I have a physics problem to solve and if possible I would love a bit of help here.
This is the question:
A standard car is driven around in a measured circle, increasing its speed as it goes and is able to reach 85mph before it loses traction and slides away. A racing car, with spoilers and wings fitted, produces twice the amount of downforce as the standard car. It is driven around the same circle and in the same circumstances. How fast can the racing car drive around the circle until it too breaks away and loses traction.
The formula given to calculate the answer is:
v =[Square root of] u g r (where v = final velocity, u = co-efficient of grip and is a constant, g = gravity, and r = radius of circle.)
Given that gravity would normally be a constant at land level (I believe) and the coefficient of grip is a constant, I am struggling to understand how the doubled downforce would fit into this equation. Hence, how would I calculate the critical speed of the racing car?

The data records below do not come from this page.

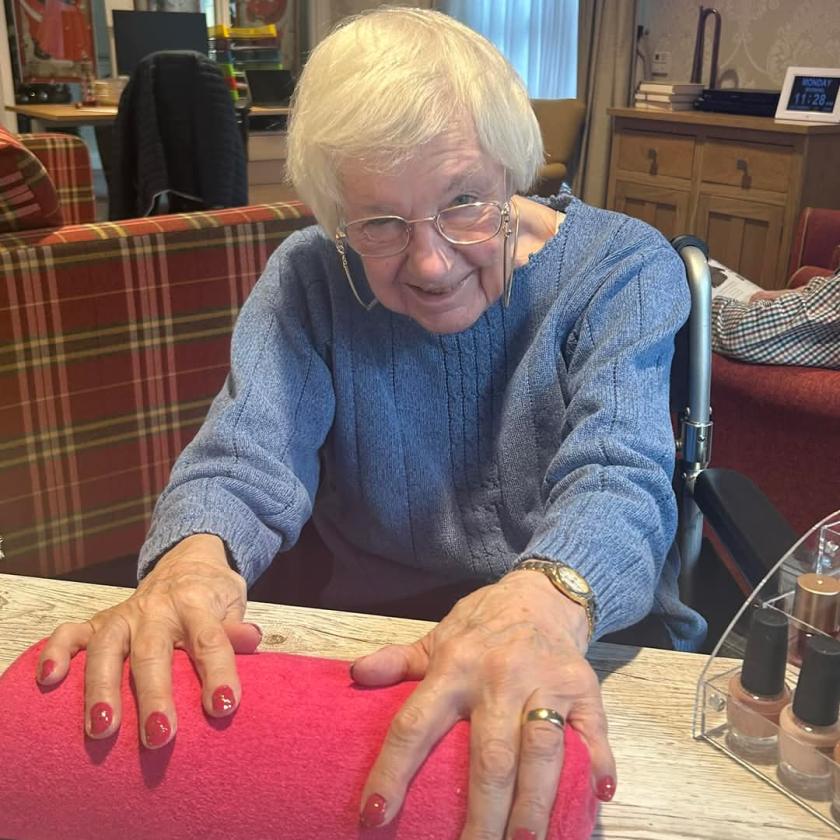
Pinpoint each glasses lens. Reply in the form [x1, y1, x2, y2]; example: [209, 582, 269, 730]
[438, 203, 502, 245]
[345, 216, 409, 257]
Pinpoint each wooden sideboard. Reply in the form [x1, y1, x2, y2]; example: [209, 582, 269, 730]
[607, 108, 840, 289]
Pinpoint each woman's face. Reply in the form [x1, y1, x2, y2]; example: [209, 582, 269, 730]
[342, 130, 512, 333]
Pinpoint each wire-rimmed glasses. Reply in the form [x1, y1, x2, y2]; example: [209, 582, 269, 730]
[336, 201, 510, 257]
[335, 201, 519, 312]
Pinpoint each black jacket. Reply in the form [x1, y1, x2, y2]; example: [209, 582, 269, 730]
[108, 51, 248, 219]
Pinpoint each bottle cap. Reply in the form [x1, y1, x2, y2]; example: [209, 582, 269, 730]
[741, 608, 788, 697]
[793, 572, 840, 634]
[793, 636, 840, 726]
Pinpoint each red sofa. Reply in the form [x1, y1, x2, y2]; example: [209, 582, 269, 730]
[0, 138, 312, 576]
[712, 207, 840, 533]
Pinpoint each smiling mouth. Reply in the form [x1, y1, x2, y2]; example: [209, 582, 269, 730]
[409, 274, 472, 298]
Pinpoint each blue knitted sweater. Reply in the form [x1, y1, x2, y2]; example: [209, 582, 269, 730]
[140, 195, 705, 649]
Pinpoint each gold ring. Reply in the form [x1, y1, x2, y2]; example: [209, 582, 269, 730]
[523, 709, 566, 729]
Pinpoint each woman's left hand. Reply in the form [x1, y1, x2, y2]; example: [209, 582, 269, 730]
[351, 570, 615, 840]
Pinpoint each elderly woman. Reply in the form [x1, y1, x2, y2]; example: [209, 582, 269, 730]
[39, 9, 704, 838]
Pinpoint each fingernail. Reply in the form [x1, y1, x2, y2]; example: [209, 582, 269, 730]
[595, 776, 615, 802]
[144, 712, 172, 747]
[359, 793, 385, 828]
[213, 685, 236, 715]
[90, 703, 114, 735]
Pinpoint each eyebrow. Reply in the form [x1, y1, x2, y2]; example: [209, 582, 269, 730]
[350, 164, 491, 218]
[446, 165, 490, 193]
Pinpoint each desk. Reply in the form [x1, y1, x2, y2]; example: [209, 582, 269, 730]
[0, 575, 836, 840]
[6, 102, 291, 130]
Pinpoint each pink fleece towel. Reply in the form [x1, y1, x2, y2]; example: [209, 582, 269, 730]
[0, 643, 597, 840]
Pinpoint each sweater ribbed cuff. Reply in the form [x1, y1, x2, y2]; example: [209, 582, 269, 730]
[137, 485, 282, 586]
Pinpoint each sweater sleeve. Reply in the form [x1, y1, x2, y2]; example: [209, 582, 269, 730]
[139, 234, 335, 583]
[519, 230, 689, 636]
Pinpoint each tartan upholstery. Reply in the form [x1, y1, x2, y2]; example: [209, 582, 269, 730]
[0, 127, 62, 232]
[19, 134, 96, 225]
[0, 202, 312, 576]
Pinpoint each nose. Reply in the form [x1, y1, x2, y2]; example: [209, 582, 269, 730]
[406, 221, 455, 280]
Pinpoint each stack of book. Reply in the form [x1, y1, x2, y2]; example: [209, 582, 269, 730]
[207, 23, 283, 101]
[635, 82, 703, 111]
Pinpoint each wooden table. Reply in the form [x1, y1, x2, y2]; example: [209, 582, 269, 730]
[0, 575, 837, 840]
[6, 102, 290, 130]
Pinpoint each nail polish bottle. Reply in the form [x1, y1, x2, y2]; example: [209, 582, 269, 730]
[726, 609, 790, 764]
[778, 635, 840, 802]
[790, 572, 840, 665]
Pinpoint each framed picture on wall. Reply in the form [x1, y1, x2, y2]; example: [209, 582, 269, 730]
[10, 0, 96, 82]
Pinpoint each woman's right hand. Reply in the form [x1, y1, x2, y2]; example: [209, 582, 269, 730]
[36, 534, 262, 749]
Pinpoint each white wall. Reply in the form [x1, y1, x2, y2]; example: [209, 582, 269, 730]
[639, 0, 840, 90]
[0, 6, 17, 132]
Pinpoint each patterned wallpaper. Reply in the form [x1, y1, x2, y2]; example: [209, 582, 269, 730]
[639, 0, 840, 89]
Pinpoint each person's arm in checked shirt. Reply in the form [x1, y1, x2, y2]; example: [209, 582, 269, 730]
[712, 273, 840, 369]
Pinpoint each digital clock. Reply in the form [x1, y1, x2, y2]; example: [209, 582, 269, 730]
[776, 67, 840, 123]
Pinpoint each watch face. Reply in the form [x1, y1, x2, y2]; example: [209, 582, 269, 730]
[557, 566, 592, 598]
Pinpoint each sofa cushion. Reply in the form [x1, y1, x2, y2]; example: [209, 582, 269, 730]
[0, 126, 62, 233]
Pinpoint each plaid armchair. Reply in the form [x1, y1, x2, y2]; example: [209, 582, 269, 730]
[0, 199, 312, 576]
[18, 134, 96, 225]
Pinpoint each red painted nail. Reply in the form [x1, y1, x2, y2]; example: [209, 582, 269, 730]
[213, 685, 236, 715]
[144, 712, 172, 747]
[595, 776, 615, 802]
[359, 793, 385, 828]
[38, 659, 55, 682]
[90, 703, 114, 735]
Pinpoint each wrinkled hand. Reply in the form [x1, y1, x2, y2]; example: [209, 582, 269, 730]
[36, 534, 261, 748]
[351, 570, 615, 840]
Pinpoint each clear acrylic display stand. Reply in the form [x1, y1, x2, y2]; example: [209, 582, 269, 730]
[693, 510, 840, 834]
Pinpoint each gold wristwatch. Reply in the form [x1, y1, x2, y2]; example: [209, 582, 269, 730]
[512, 557, 595, 644]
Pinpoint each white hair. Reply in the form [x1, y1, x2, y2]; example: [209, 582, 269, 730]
[286, 7, 544, 235]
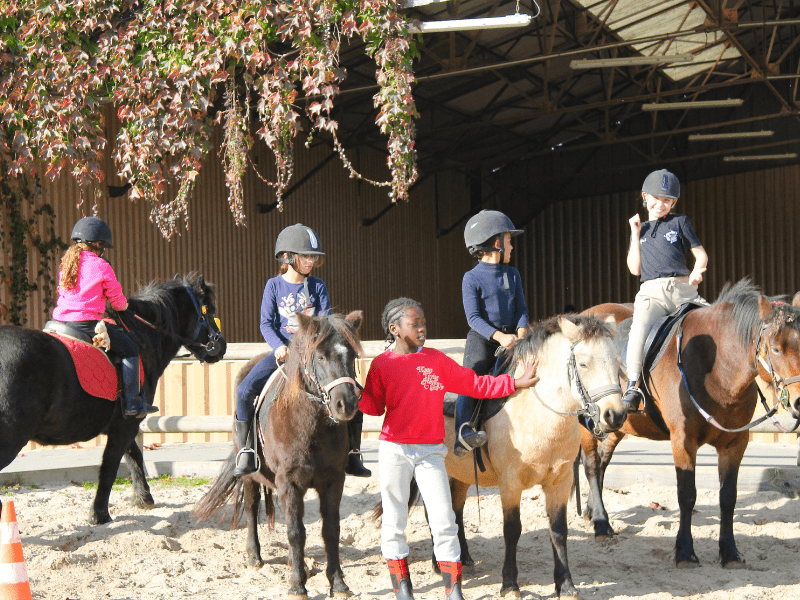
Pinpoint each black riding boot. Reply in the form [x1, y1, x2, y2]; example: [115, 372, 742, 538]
[122, 356, 158, 419]
[453, 396, 487, 456]
[344, 411, 372, 477]
[622, 381, 644, 412]
[233, 419, 258, 477]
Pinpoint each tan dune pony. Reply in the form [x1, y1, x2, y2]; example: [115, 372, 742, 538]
[438, 315, 626, 598]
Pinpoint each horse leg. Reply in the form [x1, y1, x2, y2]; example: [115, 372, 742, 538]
[275, 474, 308, 600]
[718, 433, 748, 569]
[125, 439, 156, 508]
[450, 479, 475, 575]
[581, 429, 625, 540]
[500, 483, 522, 598]
[89, 432, 138, 525]
[672, 437, 700, 568]
[242, 477, 264, 568]
[543, 471, 580, 600]
[317, 474, 352, 598]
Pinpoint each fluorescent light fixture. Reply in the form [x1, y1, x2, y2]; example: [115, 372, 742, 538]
[642, 98, 744, 110]
[408, 14, 531, 33]
[569, 54, 694, 70]
[722, 152, 797, 162]
[689, 131, 775, 142]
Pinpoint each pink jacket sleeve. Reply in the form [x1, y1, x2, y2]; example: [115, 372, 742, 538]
[445, 359, 516, 398]
[101, 259, 128, 310]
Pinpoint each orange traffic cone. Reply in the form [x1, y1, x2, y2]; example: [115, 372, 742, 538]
[0, 500, 33, 600]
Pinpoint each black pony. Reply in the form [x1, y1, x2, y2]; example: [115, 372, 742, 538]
[0, 275, 226, 524]
[193, 311, 362, 599]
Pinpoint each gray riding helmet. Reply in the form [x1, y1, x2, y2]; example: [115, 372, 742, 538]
[275, 223, 325, 264]
[464, 210, 523, 252]
[69, 217, 114, 248]
[642, 169, 681, 200]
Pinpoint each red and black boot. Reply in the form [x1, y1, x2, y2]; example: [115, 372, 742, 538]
[386, 558, 414, 600]
[438, 560, 464, 600]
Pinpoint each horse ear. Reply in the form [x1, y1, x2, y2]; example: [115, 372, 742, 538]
[603, 315, 617, 335]
[558, 316, 581, 344]
[758, 296, 775, 323]
[345, 310, 364, 331]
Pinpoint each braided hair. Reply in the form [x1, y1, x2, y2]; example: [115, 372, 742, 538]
[381, 298, 422, 348]
[58, 242, 103, 291]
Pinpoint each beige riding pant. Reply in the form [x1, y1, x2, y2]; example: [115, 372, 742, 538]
[625, 275, 697, 375]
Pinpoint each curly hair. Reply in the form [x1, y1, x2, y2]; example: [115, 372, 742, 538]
[381, 298, 422, 344]
[58, 242, 103, 291]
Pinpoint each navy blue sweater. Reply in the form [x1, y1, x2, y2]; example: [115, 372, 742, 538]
[461, 262, 528, 340]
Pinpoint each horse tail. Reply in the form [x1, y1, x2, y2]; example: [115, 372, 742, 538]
[370, 477, 419, 521]
[192, 451, 244, 529]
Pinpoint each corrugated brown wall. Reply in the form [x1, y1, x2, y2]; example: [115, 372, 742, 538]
[6, 114, 800, 332]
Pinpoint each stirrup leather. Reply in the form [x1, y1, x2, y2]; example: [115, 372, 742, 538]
[458, 422, 488, 451]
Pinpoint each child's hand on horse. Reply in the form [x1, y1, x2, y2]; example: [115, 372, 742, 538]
[514, 356, 539, 390]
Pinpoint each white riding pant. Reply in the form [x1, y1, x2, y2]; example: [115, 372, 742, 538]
[378, 440, 461, 562]
[625, 276, 698, 375]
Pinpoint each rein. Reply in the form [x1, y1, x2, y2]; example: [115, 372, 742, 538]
[530, 338, 622, 440]
[675, 320, 800, 433]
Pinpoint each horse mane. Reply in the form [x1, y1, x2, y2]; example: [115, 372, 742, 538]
[128, 272, 216, 337]
[500, 313, 613, 375]
[275, 314, 363, 407]
[713, 277, 800, 346]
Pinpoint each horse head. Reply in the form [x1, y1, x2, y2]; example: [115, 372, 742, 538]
[756, 292, 800, 419]
[173, 274, 228, 363]
[287, 310, 363, 422]
[558, 316, 627, 436]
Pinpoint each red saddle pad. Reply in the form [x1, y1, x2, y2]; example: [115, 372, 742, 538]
[47, 331, 144, 400]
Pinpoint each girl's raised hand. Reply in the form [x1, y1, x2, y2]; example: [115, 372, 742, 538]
[514, 356, 539, 390]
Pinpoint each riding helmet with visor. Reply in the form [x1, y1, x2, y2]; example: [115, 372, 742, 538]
[275, 223, 325, 264]
[464, 210, 522, 254]
[70, 217, 114, 248]
[642, 169, 681, 206]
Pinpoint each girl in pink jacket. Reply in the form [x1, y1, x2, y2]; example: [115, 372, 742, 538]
[53, 217, 158, 419]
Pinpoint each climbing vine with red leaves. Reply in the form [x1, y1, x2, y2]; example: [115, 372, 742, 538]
[0, 0, 418, 238]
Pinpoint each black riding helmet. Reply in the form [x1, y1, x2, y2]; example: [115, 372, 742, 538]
[70, 217, 114, 248]
[464, 210, 523, 254]
[275, 223, 325, 265]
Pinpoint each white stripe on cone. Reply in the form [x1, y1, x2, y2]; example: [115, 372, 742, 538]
[0, 521, 22, 546]
[0, 563, 28, 585]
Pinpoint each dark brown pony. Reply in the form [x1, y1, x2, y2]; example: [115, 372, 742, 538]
[581, 279, 800, 568]
[193, 311, 362, 598]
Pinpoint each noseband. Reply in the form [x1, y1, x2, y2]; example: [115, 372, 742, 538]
[302, 352, 361, 423]
[531, 338, 622, 440]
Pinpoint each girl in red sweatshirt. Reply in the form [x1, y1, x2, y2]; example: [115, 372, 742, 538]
[360, 298, 538, 600]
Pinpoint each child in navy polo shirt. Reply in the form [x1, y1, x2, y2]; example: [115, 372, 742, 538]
[453, 210, 528, 456]
[622, 169, 708, 411]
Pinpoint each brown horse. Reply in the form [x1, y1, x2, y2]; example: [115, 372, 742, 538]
[581, 279, 800, 568]
[193, 311, 362, 599]
[445, 315, 626, 599]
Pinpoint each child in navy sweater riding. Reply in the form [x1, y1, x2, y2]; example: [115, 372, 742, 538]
[234, 223, 372, 477]
[453, 210, 528, 456]
[622, 169, 708, 411]
[360, 298, 539, 600]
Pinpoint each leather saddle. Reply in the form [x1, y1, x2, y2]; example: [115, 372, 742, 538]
[42, 321, 144, 400]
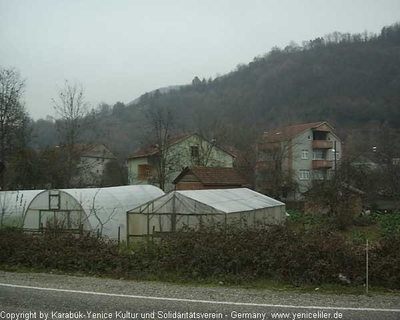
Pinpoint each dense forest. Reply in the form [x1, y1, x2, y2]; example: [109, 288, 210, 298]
[31, 23, 400, 159]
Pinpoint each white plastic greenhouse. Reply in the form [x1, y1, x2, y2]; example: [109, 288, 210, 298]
[127, 188, 286, 241]
[0, 185, 164, 239]
[0, 190, 44, 227]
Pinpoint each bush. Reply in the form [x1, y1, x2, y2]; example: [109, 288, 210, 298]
[0, 223, 400, 289]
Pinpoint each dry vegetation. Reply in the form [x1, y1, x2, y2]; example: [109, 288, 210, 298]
[0, 213, 400, 289]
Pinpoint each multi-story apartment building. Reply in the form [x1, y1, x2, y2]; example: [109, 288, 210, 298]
[256, 122, 342, 199]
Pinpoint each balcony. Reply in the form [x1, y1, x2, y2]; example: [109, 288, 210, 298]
[313, 160, 333, 170]
[312, 140, 333, 149]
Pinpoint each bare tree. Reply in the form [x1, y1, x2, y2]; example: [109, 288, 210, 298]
[0, 68, 28, 190]
[53, 81, 91, 187]
[256, 135, 297, 199]
[146, 107, 177, 190]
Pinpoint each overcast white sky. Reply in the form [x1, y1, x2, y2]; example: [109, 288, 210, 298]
[0, 0, 400, 119]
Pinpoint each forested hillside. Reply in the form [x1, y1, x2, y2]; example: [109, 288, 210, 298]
[33, 24, 400, 156]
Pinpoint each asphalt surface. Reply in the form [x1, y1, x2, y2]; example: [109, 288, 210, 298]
[0, 271, 400, 320]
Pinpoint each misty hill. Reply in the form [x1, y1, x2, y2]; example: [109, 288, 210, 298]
[31, 24, 400, 155]
[126, 86, 182, 107]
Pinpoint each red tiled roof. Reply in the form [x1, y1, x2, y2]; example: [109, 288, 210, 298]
[128, 133, 192, 159]
[173, 167, 247, 186]
[264, 121, 325, 141]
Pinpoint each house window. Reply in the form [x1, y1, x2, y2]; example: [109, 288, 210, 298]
[333, 151, 339, 160]
[312, 170, 326, 180]
[138, 164, 152, 180]
[300, 169, 310, 180]
[190, 146, 200, 159]
[313, 150, 326, 160]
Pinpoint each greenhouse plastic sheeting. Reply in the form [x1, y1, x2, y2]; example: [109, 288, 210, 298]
[3, 185, 165, 240]
[0, 190, 43, 227]
[128, 188, 286, 237]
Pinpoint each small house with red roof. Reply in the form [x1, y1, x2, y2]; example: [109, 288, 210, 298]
[173, 166, 251, 190]
[127, 133, 235, 191]
[256, 121, 342, 200]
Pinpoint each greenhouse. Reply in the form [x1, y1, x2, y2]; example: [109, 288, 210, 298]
[0, 185, 164, 240]
[127, 188, 286, 241]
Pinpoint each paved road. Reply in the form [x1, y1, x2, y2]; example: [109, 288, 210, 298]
[0, 272, 400, 320]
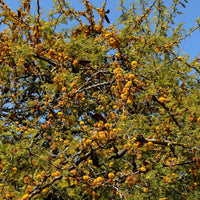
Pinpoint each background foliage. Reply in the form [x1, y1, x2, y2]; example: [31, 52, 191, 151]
[0, 0, 200, 200]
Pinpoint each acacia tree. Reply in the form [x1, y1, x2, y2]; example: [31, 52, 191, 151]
[0, 0, 200, 200]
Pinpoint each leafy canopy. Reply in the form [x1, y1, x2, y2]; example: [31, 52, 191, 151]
[0, 0, 200, 200]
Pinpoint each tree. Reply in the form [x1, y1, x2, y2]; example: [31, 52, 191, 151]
[0, 0, 200, 200]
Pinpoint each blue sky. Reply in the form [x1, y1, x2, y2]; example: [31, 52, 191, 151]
[2, 0, 200, 59]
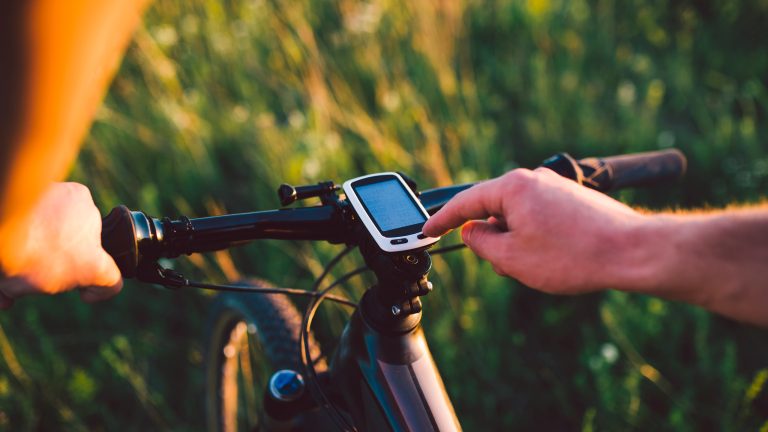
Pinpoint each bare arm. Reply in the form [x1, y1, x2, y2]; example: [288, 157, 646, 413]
[0, 0, 148, 307]
[424, 169, 768, 326]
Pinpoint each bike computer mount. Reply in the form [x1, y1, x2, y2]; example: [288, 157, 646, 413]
[277, 172, 439, 324]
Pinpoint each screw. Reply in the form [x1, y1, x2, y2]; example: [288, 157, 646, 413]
[269, 369, 304, 402]
[392, 305, 402, 316]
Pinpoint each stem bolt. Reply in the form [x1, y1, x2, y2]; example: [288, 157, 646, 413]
[392, 305, 402, 316]
[269, 369, 304, 402]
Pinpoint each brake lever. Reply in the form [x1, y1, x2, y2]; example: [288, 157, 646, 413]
[136, 260, 189, 289]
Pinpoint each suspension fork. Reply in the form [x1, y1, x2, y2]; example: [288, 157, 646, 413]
[330, 241, 461, 431]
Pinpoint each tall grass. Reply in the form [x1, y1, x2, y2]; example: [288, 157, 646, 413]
[0, 0, 768, 430]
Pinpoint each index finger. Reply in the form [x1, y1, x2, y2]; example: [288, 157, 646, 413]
[422, 178, 504, 237]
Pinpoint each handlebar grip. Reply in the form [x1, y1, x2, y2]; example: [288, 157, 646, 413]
[579, 149, 687, 191]
[101, 205, 139, 278]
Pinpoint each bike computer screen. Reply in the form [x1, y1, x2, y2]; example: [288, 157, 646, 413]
[344, 173, 438, 252]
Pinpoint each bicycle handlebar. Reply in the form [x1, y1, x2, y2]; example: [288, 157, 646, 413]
[101, 150, 685, 278]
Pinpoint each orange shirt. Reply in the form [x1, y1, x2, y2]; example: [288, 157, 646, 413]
[0, 0, 148, 248]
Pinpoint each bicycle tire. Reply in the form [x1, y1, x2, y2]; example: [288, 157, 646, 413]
[205, 279, 327, 431]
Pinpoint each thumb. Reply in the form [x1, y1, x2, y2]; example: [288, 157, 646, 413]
[80, 250, 123, 303]
[461, 221, 508, 266]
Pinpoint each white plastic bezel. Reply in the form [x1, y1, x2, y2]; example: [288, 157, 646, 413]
[342, 172, 440, 252]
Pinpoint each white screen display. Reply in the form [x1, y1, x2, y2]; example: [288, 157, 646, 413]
[355, 180, 427, 231]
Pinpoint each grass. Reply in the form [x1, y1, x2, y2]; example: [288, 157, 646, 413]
[0, 0, 768, 431]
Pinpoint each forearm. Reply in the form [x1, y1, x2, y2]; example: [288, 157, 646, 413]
[616, 207, 768, 327]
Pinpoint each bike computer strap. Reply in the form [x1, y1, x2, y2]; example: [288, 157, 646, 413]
[343, 172, 440, 252]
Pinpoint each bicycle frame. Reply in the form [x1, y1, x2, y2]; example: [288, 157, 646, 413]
[330, 298, 461, 431]
[102, 150, 685, 431]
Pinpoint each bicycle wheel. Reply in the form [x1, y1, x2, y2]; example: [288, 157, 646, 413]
[205, 279, 327, 432]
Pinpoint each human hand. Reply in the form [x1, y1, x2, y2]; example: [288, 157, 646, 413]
[424, 168, 646, 294]
[0, 183, 123, 308]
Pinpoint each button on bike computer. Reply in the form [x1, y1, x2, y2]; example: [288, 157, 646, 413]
[343, 172, 440, 252]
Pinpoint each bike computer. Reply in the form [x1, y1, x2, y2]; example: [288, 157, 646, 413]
[343, 172, 440, 252]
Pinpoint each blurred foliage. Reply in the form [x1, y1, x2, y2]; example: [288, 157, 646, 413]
[0, 0, 768, 431]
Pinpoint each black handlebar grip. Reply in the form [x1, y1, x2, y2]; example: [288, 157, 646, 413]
[579, 149, 687, 191]
[101, 205, 139, 278]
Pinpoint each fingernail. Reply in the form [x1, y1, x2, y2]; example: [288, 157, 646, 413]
[461, 224, 472, 244]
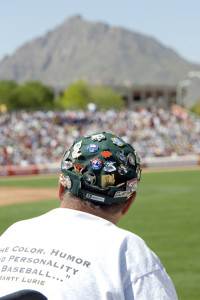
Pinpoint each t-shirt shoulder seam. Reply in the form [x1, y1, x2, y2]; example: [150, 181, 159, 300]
[125, 267, 165, 289]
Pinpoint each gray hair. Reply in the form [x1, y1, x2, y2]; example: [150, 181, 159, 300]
[62, 190, 126, 214]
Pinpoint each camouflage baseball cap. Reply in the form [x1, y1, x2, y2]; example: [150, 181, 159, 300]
[59, 132, 141, 204]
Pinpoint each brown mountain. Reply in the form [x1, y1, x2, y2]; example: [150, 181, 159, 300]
[0, 16, 200, 89]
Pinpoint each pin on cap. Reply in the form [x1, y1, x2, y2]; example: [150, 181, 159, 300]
[60, 132, 141, 205]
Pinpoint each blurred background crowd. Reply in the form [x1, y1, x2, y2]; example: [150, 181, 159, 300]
[0, 107, 200, 166]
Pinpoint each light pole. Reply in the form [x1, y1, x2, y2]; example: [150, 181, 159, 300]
[188, 71, 200, 79]
[176, 79, 191, 107]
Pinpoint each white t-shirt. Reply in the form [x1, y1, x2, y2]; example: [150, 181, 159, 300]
[0, 208, 177, 300]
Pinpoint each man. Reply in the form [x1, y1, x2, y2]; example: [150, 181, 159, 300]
[0, 132, 177, 300]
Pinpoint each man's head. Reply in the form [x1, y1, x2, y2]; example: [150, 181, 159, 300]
[59, 132, 141, 210]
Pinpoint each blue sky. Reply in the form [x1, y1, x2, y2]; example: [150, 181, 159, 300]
[0, 0, 200, 64]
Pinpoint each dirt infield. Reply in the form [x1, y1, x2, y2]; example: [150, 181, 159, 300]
[0, 165, 200, 206]
[0, 187, 58, 206]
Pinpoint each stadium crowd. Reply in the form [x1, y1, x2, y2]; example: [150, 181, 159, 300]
[0, 107, 200, 166]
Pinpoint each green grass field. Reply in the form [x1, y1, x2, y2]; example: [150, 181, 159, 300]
[0, 170, 200, 300]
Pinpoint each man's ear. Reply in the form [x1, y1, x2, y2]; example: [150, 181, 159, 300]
[122, 192, 136, 215]
[58, 182, 66, 201]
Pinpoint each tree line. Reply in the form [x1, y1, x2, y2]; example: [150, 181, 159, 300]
[0, 80, 124, 112]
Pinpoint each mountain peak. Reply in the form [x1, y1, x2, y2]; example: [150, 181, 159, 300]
[0, 15, 200, 89]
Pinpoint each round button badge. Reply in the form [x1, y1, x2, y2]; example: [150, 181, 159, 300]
[87, 144, 99, 152]
[90, 157, 102, 170]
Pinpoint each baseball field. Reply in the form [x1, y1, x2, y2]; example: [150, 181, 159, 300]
[0, 169, 200, 300]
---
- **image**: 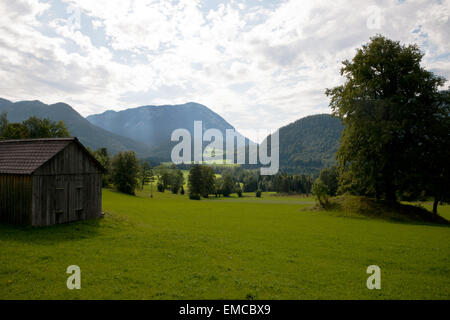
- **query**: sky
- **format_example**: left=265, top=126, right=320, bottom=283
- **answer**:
left=0, top=0, right=450, bottom=141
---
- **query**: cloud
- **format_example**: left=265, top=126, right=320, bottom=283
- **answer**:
left=0, top=0, right=450, bottom=138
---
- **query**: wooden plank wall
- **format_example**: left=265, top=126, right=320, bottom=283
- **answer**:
left=32, top=174, right=102, bottom=226
left=0, top=175, right=32, bottom=225
left=32, top=143, right=102, bottom=226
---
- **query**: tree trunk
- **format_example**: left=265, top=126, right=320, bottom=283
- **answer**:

Any help here would be much appreciated.
Homework Equations
v =[Square root of] u g r (where v = final velocity, u = co-efficient of grip and is a constant, g = gravity, and r = radius of circle.)
The Attempt at a Solution
I am happy with gaining a value for the radius from the standard car and this will also then be used for the racing car, but I am struggling with what the down force effect will do. I researched other similar questions and generally there would be a mass involved to assist in calculating the change of the down force, but there was no mass given in this example and so the friction coeffiecient is what I would expect to see as the factor which would be doubled. However, the question did state that the friction co-effiecient was constant (which I understand to mean it will be the same for both vehicles), so this has thrown me. Any pointers on how I am going wrong here would really help!